2) load_state_dict 也是model或optimizer之后pytorch自动具备的函数,可以直接调用

model = TheModelClass(*args, **kwargs)
model.load_state_dict(torch.load(PATH))
model.eval()

注意：model.eval() 的重要性,在2)中最后用到了model.eval(),是因为,只有在执行该命令后,"dropout层"及"batch normalization层"才会进入 evalution 模态. 而在"训练(training)模态"与"评估(evalution)模态"下,这两层有不同的表现形式.

模态字典(state_dict)的保存(model是一个网络结构类的对象)

1.1)仅保存学习到的参数,用以下命令

torch.save(model.state_dict(), PATH)

1.2)加载model.state_dict,用以下命令

model = TheModelClass(*args, **kwargs)
 model.load_state_dict(torch.load(PATH))
 model.eval()

备注：model.load_state_dict的操作对象是一个具体的对象,而不能是文件名

2.1)保存整个model的状态,用以下命令

torch.save(model,PATH)

2.2)加载整个model的状态,用以下命令:

# Model class must be defined somewhere

 model = torch.load(PATH)

 model.eval()

state_dict 是一个python的字典格式,以字典的格式存储,然后以字典的格式被加载,而且只加载key匹配的项

如何仅加载某一层的训练的到的参数(某一层的state)

If you want to load parameters from one layer to another, but some keys do not match, simply change the name of the parameter keys in the state_dict that you are loading to match the keys in the model that you are loading into.

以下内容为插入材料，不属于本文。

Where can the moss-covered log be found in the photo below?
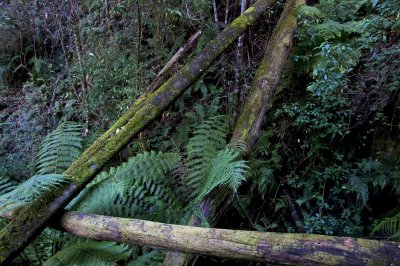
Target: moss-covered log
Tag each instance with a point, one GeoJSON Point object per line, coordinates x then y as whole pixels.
{"type": "Point", "coordinates": [31, 220]}
{"type": "Point", "coordinates": [234, 244]}
{"type": "Point", "coordinates": [250, 119]}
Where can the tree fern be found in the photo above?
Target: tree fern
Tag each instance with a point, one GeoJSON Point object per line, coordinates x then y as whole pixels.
{"type": "Point", "coordinates": [60, 149]}
{"type": "Point", "coordinates": [389, 226]}
{"type": "Point", "coordinates": [311, 12]}
{"type": "Point", "coordinates": [208, 138]}
{"type": "Point", "coordinates": [224, 169]}
{"type": "Point", "coordinates": [6, 185]}
{"type": "Point", "coordinates": [137, 186]}
{"type": "Point", "coordinates": [29, 190]}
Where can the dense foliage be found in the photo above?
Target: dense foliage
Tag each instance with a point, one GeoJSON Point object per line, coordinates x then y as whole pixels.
{"type": "Point", "coordinates": [327, 160]}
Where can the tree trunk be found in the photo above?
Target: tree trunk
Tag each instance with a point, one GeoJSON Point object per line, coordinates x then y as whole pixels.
{"type": "Point", "coordinates": [167, 69]}
{"type": "Point", "coordinates": [32, 219]}
{"type": "Point", "coordinates": [282, 248]}
{"type": "Point", "coordinates": [250, 120]}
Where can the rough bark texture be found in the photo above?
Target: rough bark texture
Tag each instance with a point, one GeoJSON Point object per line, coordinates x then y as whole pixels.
{"type": "Point", "coordinates": [167, 69]}
{"type": "Point", "coordinates": [234, 244]}
{"type": "Point", "coordinates": [32, 219]}
{"type": "Point", "coordinates": [250, 120]}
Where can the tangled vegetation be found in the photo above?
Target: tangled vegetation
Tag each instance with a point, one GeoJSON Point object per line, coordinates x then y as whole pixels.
{"type": "Point", "coordinates": [327, 160]}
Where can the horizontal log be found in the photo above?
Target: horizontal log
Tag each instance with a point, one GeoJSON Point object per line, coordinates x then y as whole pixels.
{"type": "Point", "coordinates": [305, 249]}
{"type": "Point", "coordinates": [32, 219]}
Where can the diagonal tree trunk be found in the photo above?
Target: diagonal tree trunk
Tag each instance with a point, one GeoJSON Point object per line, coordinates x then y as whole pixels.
{"type": "Point", "coordinates": [250, 120]}
{"type": "Point", "coordinates": [32, 219]}
{"type": "Point", "coordinates": [233, 244]}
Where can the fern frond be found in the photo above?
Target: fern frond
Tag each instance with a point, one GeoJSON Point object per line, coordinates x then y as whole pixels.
{"type": "Point", "coordinates": [360, 187]}
{"type": "Point", "coordinates": [90, 253]}
{"type": "Point", "coordinates": [60, 149]}
{"type": "Point", "coordinates": [226, 170]}
{"type": "Point", "coordinates": [389, 226]}
{"type": "Point", "coordinates": [29, 190]}
{"type": "Point", "coordinates": [330, 29]}
{"type": "Point", "coordinates": [209, 137]}
{"type": "Point", "coordinates": [6, 185]}
{"type": "Point", "coordinates": [137, 186]}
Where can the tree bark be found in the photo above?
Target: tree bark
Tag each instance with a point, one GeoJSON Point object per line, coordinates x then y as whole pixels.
{"type": "Point", "coordinates": [32, 219]}
{"type": "Point", "coordinates": [250, 120]}
{"type": "Point", "coordinates": [282, 248]}
{"type": "Point", "coordinates": [167, 69]}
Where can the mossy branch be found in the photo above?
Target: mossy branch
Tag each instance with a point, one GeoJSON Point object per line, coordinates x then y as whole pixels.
{"type": "Point", "coordinates": [279, 248]}
{"type": "Point", "coordinates": [31, 220]}
{"type": "Point", "coordinates": [250, 119]}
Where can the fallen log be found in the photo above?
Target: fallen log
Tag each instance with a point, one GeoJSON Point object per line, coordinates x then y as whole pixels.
{"type": "Point", "coordinates": [167, 69]}
{"type": "Point", "coordinates": [279, 248]}
{"type": "Point", "coordinates": [32, 219]}
{"type": "Point", "coordinates": [251, 117]}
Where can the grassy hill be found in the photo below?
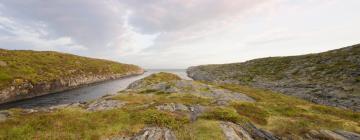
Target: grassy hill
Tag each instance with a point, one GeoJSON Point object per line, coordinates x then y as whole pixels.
{"type": "Point", "coordinates": [189, 112]}
{"type": "Point", "coordinates": [32, 72]}
{"type": "Point", "coordinates": [331, 78]}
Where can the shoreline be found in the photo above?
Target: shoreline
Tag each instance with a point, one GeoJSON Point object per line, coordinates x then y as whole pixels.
{"type": "Point", "coordinates": [31, 95]}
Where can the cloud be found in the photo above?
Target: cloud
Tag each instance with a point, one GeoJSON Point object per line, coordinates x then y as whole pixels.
{"type": "Point", "coordinates": [91, 23]}
{"type": "Point", "coordinates": [179, 33]}
{"type": "Point", "coordinates": [15, 35]}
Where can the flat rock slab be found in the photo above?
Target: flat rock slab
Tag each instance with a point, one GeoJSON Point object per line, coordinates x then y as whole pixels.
{"type": "Point", "coordinates": [155, 133]}
{"type": "Point", "coordinates": [105, 105]}
{"type": "Point", "coordinates": [332, 135]}
{"type": "Point", "coordinates": [244, 132]}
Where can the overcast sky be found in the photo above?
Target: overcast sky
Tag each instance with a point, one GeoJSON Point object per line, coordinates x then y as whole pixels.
{"type": "Point", "coordinates": [179, 33]}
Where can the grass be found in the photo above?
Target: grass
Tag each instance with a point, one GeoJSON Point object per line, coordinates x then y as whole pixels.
{"type": "Point", "coordinates": [224, 114]}
{"type": "Point", "coordinates": [187, 99]}
{"type": "Point", "coordinates": [78, 124]}
{"type": "Point", "coordinates": [333, 68]}
{"type": "Point", "coordinates": [289, 116]}
{"type": "Point", "coordinates": [201, 130]}
{"type": "Point", "coordinates": [283, 115]}
{"type": "Point", "coordinates": [160, 77]}
{"type": "Point", "coordinates": [43, 66]}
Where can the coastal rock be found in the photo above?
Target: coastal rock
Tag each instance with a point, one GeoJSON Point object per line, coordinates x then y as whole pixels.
{"type": "Point", "coordinates": [246, 132]}
{"type": "Point", "coordinates": [104, 105]}
{"type": "Point", "coordinates": [328, 78]}
{"type": "Point", "coordinates": [332, 135]}
{"type": "Point", "coordinates": [155, 133]}
{"type": "Point", "coordinates": [26, 89]}
{"type": "Point", "coordinates": [172, 107]}
{"type": "Point", "coordinates": [221, 96]}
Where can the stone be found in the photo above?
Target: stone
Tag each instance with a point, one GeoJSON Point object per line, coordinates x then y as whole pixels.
{"type": "Point", "coordinates": [4, 115]}
{"type": "Point", "coordinates": [172, 107]}
{"type": "Point", "coordinates": [333, 135]}
{"type": "Point", "coordinates": [246, 131]}
{"type": "Point", "coordinates": [234, 132]}
{"type": "Point", "coordinates": [105, 105]}
{"type": "Point", "coordinates": [3, 64]}
{"type": "Point", "coordinates": [155, 133]}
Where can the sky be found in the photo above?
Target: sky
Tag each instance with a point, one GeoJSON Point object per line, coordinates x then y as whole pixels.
{"type": "Point", "coordinates": [176, 34]}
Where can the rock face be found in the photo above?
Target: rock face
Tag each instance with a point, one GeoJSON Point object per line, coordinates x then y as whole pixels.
{"type": "Point", "coordinates": [150, 133]}
{"type": "Point", "coordinates": [332, 135]}
{"type": "Point", "coordinates": [247, 132]}
{"type": "Point", "coordinates": [329, 78]}
{"type": "Point", "coordinates": [104, 105]}
{"type": "Point", "coordinates": [26, 74]}
{"type": "Point", "coordinates": [221, 96]}
{"type": "Point", "coordinates": [27, 89]}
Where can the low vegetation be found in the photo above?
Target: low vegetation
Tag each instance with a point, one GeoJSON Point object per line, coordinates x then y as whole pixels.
{"type": "Point", "coordinates": [35, 66]}
{"type": "Point", "coordinates": [283, 115]}
{"type": "Point", "coordinates": [290, 116]}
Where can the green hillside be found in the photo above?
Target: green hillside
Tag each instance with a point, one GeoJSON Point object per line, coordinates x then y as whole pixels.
{"type": "Point", "coordinates": [331, 78]}
{"type": "Point", "coordinates": [43, 66]}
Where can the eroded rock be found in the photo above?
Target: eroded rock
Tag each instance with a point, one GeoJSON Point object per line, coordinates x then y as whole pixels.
{"type": "Point", "coordinates": [172, 107]}
{"type": "Point", "coordinates": [244, 132]}
{"type": "Point", "coordinates": [155, 133]}
{"type": "Point", "coordinates": [105, 105]}
{"type": "Point", "coordinates": [221, 96]}
{"type": "Point", "coordinates": [332, 135]}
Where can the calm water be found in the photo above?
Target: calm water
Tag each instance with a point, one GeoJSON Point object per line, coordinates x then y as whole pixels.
{"type": "Point", "coordinates": [84, 93]}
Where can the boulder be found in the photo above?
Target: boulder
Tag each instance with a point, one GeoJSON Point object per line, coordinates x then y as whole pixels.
{"type": "Point", "coordinates": [104, 105]}
{"type": "Point", "coordinates": [155, 133]}
{"type": "Point", "coordinates": [246, 131]}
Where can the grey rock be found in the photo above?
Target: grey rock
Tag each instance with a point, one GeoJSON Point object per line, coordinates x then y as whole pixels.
{"type": "Point", "coordinates": [222, 96]}
{"type": "Point", "coordinates": [244, 132]}
{"type": "Point", "coordinates": [155, 133]}
{"type": "Point", "coordinates": [172, 107]}
{"type": "Point", "coordinates": [105, 105]}
{"type": "Point", "coordinates": [329, 78]}
{"type": "Point", "coordinates": [26, 89]}
{"type": "Point", "coordinates": [4, 115]}
{"type": "Point", "coordinates": [333, 135]}
{"type": "Point", "coordinates": [196, 111]}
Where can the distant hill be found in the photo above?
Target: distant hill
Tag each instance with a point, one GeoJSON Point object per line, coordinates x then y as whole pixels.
{"type": "Point", "coordinates": [330, 78]}
{"type": "Point", "coordinates": [25, 74]}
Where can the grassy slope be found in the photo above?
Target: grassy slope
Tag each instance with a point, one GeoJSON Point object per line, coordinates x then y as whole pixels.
{"type": "Point", "coordinates": [340, 66]}
{"type": "Point", "coordinates": [38, 66]}
{"type": "Point", "coordinates": [283, 115]}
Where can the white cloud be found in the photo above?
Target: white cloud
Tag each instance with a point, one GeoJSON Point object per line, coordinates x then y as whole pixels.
{"type": "Point", "coordinates": [180, 33]}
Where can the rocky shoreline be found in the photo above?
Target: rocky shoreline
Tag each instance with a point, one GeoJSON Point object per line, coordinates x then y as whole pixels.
{"type": "Point", "coordinates": [329, 78]}
{"type": "Point", "coordinates": [23, 89]}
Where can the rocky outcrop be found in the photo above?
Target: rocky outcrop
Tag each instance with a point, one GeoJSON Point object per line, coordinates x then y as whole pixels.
{"type": "Point", "coordinates": [23, 89]}
{"type": "Point", "coordinates": [332, 135]}
{"type": "Point", "coordinates": [104, 105]}
{"type": "Point", "coordinates": [26, 74]}
{"type": "Point", "coordinates": [221, 96]}
{"type": "Point", "coordinates": [329, 78]}
{"type": "Point", "coordinates": [150, 133]}
{"type": "Point", "coordinates": [246, 132]}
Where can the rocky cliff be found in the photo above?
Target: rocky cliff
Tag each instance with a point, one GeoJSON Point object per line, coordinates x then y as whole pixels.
{"type": "Point", "coordinates": [330, 78]}
{"type": "Point", "coordinates": [163, 106]}
{"type": "Point", "coordinates": [26, 74]}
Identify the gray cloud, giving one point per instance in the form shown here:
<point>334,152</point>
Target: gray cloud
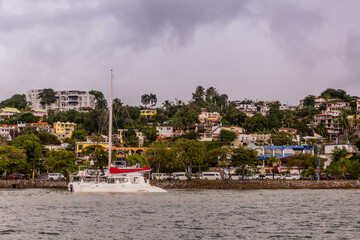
<point>171,46</point>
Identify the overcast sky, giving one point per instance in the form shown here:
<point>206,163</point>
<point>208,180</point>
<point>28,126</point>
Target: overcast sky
<point>255,49</point>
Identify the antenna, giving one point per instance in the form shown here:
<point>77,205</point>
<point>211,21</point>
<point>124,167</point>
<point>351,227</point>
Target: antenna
<point>110,120</point>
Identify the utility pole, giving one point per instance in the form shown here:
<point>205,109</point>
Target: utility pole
<point>319,161</point>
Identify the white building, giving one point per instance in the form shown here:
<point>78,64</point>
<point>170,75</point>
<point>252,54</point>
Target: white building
<point>66,100</point>
<point>7,132</point>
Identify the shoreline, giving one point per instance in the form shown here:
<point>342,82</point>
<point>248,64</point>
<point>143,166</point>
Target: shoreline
<point>206,184</point>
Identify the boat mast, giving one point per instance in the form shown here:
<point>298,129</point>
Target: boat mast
<point>110,121</point>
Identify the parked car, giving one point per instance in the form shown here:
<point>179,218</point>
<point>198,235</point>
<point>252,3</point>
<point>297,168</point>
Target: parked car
<point>159,176</point>
<point>16,176</point>
<point>248,177</point>
<point>269,176</point>
<point>55,176</point>
<point>332,177</point>
<point>291,177</point>
<point>350,176</point>
<point>178,176</point>
<point>210,176</point>
<point>234,177</point>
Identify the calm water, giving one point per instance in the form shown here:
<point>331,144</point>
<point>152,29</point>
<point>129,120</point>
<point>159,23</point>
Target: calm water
<point>207,214</point>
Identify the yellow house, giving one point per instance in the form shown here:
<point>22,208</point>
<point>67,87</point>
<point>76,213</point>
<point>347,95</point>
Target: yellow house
<point>148,112</point>
<point>6,112</point>
<point>81,145</point>
<point>63,130</point>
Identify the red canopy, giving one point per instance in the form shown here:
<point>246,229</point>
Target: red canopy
<point>118,170</point>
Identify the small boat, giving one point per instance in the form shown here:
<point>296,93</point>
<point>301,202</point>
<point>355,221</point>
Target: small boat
<point>115,180</point>
<point>116,183</point>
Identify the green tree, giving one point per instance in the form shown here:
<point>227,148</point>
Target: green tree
<point>309,101</point>
<point>198,95</point>
<point>282,139</point>
<point>345,123</point>
<point>152,99</point>
<point>210,94</point>
<point>33,149</point>
<point>47,96</point>
<point>100,100</point>
<point>98,155</point>
<point>339,153</point>
<point>28,118</point>
<point>234,116</point>
<point>273,161</point>
<point>145,99</point>
<point>79,135</point>
<point>227,136</point>
<point>12,159</point>
<point>60,161</point>
<point>48,138</point>
<point>158,156</point>
<point>186,153</point>
<point>332,93</point>
<point>304,161</point>
<point>16,101</point>
<point>220,157</point>
<point>135,158</point>
<point>150,133</point>
<point>256,123</point>
<point>186,116</point>
<point>244,157</point>
<point>321,129</point>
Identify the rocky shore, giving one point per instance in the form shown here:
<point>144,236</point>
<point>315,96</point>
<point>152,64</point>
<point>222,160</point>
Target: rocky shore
<point>221,184</point>
<point>32,184</point>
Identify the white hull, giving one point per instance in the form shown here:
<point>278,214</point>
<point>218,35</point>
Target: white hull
<point>103,187</point>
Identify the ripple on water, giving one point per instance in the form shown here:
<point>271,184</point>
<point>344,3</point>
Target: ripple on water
<point>205,214</point>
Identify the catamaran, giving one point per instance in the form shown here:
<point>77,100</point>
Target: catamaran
<point>115,180</point>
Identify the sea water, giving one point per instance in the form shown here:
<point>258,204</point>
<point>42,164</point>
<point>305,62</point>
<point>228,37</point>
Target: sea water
<point>181,214</point>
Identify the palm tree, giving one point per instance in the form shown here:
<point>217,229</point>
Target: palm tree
<point>152,99</point>
<point>145,99</point>
<point>345,123</point>
<point>273,161</point>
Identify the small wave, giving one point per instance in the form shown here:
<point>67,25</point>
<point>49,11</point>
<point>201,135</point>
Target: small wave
<point>5,232</point>
<point>49,233</point>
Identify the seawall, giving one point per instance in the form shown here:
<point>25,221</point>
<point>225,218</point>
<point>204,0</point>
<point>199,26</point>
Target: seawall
<point>32,184</point>
<point>258,184</point>
<point>198,184</point>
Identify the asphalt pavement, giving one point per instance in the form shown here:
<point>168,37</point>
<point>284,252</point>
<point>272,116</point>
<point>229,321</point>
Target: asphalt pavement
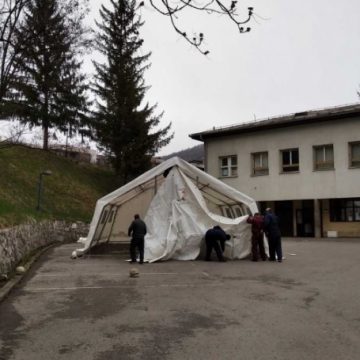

conv1_weight_state = torch.load('./model_state_dict.pt')['conv1.weight']

加载模型参数后,如何设置某层某参数的"是否需要训练"(param.requires_grad)

for param in list(model.pretrained.parameters()):
 param.requires_grad = False

注意: requires_grad的操作对象是tensor.

疑问:能否直接对某个层直接之用requires_grad呢?例如:model.conv1.requires_grad=False

回答:经测试,不可以.model.conv1 没有requires_grad属性.

全部测试代码:

#-*-coding:utf-8-*-
import torch
import torch.nn as nn
import torch.nn.functional as F
import torch.optim as optim
 
 
 
# define model
class TheModelClass(nn.Module):
 def __init__(self):
  super(TheModelClass,self).__init__()
  self.conv1 = nn.Conv2d(3,6,5)
  self.pool = nn.MaxPool2d(2,2)
  self.conv2 = nn.Conv2d(6,16,5)
  self.fc1 = nn.Linear(16*5*5,120)
  self.fc2 = nn.Linear(120,84)
  self.fc3 = nn.Linear(84,10)
 
 def forward(self,x):
  x = self.pool(F.relu(self.conv1(x)))
  x = self.pool(F.relu(self.conv2(x)))
  x = x.view(-1,16*5*5)
  x = F.relu(self.fc1(x))
  x = F.relu(self.fc2(x))
  x = self.fc3(x)
  return x
 
# initial model
model = TheModelClass()
 
#initialize the optimizer
optimizer = optim.SGD(model.parameters(),lr=0.001,momentum=0.9)
 
# print the model's state_dict
print("model's state_dict:")
for param_tensor in model.state_dict():
 print(param_tensor,'\t',model.state_dict()[param_tensor].size())
 
print("\noptimizer's state_dict")
for var_name in optimizer.state_dict():
 print(var_name,'\t',optimizer.state_dict()[var_name])
 
print("\nprint particular param")
print('\n',model.conv1.weight.size())
print('\n',model.conv1.weight)
 
print("------------------------------------")
torch.save(model.state_dict(),'./model_state_dict.pt')
# model_2 = TheModelClass()
# model_2.load_state_dict(torch.load('./model_state_dict'))
# model.eval()
# print('\n',model_2.conv1.weight)
# print((model_2.conv1.weight == model.conv1.weight).size())
## 仅仅加载某一层的参数
conv1_weight_state = torch.load('./model_state_dict.pt')['conv1.weight']
print(conv1_weight_state==model.conv1.weight)
 
model_2 = TheModelClass()
model_2.load_state_dict(torch.load('./model_state_dict.pt'))
model_2.conv1.requires_grad=False
print(model_2.conv1.requires_grad)
print(model_2.conv1.bias.requires_grad)

以上这篇pytorch 状态字典:state_dict使用详解就是小编分享给大家的全部内容了，希望能给大家一个参考，也希望大家多多支持三水点靠木。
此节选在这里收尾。